L’interdit et la transgression

L’équation « Interdit » plus  « Transgression » égale  « Punition » est posée par les dieux dès l’origine du monde. Elle servira de base pour les systèmes judiciaires et éducatifs. Cette équation  exprime clairement la façon dont la pensée mythique pose la question du pouvoir dans la relation à deux : il n’y a pas de compromis, pas de négociation possible.

Celui qui pose l’interdit est le dieu (qui exprime ainsi sa toute puissance) et le transgresseur est l’humain, (qui tente d’exprimer sa liberté, ou qui est simplement curieux ou maladroit) mais vous vous doutez qu’à ce petit jeu, le dieu sort toujours vainqueur : si le désobéissant ne perd pas la vie instantanément, il perd ce qu’il  a de plus cher et cette perte le détruira.

Mythes

mythologie hébraïque : l’origine du mal parmi les humains

Le seigneur Dieu a créé Adam et Eve et les a installés dans un jardin planté d’arbres dont les fruits étaient leur nourriture, avec interdiction de manger le fruit de l’arbre de la connaissance du bien et du mal, sous peine d’en mourir.

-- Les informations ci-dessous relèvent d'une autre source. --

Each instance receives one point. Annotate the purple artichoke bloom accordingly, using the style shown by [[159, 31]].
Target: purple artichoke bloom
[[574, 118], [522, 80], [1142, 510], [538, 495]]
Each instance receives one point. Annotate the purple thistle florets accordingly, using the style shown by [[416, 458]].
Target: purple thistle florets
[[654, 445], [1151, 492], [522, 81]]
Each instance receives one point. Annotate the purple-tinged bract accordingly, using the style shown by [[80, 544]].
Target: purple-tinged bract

Le serpent incita la femme à manger ce fruit en lui disant : « Vous ne mourrez pas, mais le jour où vous en mangerez, vos yeux s’ouvriront et vous serez comme des dieux, connaissant le bien et le mal. » La femme, voyant que le fruit de l’arbre était bon à manger et précieux pour ouvrir l’intelligence, en prit, en goûta et en présenta à son mari qui le prit et en mangea. Alors leurs yeux à tous deux s’ouvrirent et ils virent qu’ils étaient nus. Ils prirent des feuilles de figuier, les assemblèrent et s’en firent des ceintures. Et quand le seigneur Dieu vint leur rendre visite le soir, ils se cachèrent. Quand Il les appela, Adam répondit : « Je me suis caché car je suis nu. » Le seigneur Dieu dit : « Qui t’a révélé que tu es nu ? Aurais-tu mangé du fruit de l’arbre que je t’avais interdit ? »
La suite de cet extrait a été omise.